The success of Ochs’s event, and the publicity it garnered for the New York Times, enticed Ochs to repeat the stunt in the years that followed. In 1907 the city of New York decreed rooftop fireworks a fire hazard. So Ochs cooked up another eye-catcher to call attention to his building (and his newspaper). An iron and wood ball weighing over 600 pounds was attached to the top of a pole standing on the roof of the building. The one hundred 25-watt light bulbs embedded in the ball glowed dimly in the dark. At the stroke of midnight the ball was released and slid down the pole, signaling the start of the new year.
Ochs may well have patterned this spectacle after a long forgotten daily occurrence. In those days, Washington D.C.’s Naval Observatory telegraphed the New York City Western Union building (later the site of the World Trade Center) each day precisely at noon. A flanged metal ball at the summit of a pole perched atop the building was released upon the arrival of this signal. This highly visible event helped people to set their watches accurately.
With the exception of the years 1942 and 1943, the ball-dropping ceremony has continued to this day. In those years, wartime blackout restrictions prevented the illumination of the ball. Those who gathered in Times Square instead observed a minute of silence followed by the recorded sound of ringing bells. The first radio broadcast of the Times Square festivities took place in 1929. The first television broadcast occurred in 1943. These broadcasts helped to turn a local New York event into a nationwide celebration (see also “AULD LANG SYNE”).

THE CEREMONY TODAY
The ball still drops from the rooftop of the same building, though the paper is no longer headquartered there and its name has been changed from the New York Times Building to One Times Square. The owners of this building possess the current New Year’s Eve ball, while a consortium of local business owners, known as the Times Square Business Improvement District, and an organization called Countdown Entertainment, produce the event itself.
Event organizers suggest that those who wish to witness the ball-dropping ceremony in person arrive at Times Square as early as possible. The best areas from which to see the ball drop often fill up during the afternoon hours of December 31. The police begin blocking off streets to vehicles at 6:00 p.m. or earlier, depending on when the streets begin to fill up. The event has drawn about half a million people to the Times Square area in recent years.
Today’s event boasts considerably more razzle-dazzle than Ochs’s original entertainments. At 6:00 p.m. workers hoist the ball to the top of a 77-foot pole and flip the switch that lights it up. The ball used today, a geodesic sphere made from aluminum and plastic, weighs 1,070 pounds and measures 6 feet in diameter. It is covered with 504 crystal triangles that reflect and refract the light from hundreds of bulbs. Four hundred thirty-two light bulbs — clear, colored, and strobe — blaze from the interior of the sphere, while 168 halogen bulbs sparkle on the exterior. Rotating mirrors affixed to the surface of the ball reflect the ball’s glow into the crowd.
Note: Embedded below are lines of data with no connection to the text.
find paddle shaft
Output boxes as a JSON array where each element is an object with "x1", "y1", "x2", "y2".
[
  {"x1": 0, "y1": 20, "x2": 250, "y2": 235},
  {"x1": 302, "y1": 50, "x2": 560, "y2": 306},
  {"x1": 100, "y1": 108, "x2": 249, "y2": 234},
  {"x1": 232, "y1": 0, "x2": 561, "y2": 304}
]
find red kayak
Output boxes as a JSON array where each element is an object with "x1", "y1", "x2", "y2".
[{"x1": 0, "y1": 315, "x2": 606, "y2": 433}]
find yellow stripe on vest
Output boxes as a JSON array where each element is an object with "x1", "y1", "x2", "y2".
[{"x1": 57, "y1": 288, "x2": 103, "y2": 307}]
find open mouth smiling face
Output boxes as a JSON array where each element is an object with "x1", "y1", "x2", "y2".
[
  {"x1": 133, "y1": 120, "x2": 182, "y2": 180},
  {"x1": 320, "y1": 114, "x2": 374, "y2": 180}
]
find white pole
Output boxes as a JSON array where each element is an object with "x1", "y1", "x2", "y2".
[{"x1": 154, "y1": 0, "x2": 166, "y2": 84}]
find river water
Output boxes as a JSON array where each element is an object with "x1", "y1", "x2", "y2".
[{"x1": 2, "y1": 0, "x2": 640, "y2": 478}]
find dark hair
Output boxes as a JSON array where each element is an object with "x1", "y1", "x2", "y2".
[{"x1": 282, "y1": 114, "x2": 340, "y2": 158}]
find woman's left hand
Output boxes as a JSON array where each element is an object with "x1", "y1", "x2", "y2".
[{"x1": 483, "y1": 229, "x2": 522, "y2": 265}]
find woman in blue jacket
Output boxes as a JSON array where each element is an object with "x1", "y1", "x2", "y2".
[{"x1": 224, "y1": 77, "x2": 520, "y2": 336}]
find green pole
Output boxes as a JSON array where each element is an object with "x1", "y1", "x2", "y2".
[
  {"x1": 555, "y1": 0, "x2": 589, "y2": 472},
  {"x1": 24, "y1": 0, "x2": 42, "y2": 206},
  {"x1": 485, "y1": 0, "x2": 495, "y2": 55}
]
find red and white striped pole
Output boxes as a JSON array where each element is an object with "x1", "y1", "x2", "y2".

Loudspeakers provide continual musical entertainment from 10:30 p.m. until 11:59 p.m., when the ball begins its 60-second descent.
The 2001 New Year’s Eve festivities featured some special additions made to honor the victims of the September 11 terrorist attacks. The New Year’s Eve ball was fitted with special crystal triangles dedicated to the memory of all those who died in the attacks. Event organizers also created an evening bell-ringing ceremony. All over the city, church bells rang at 6:00 p.m. in memory of the victims. Individuals and places of worship as well as other institutions were also asked to participate by ringing bells.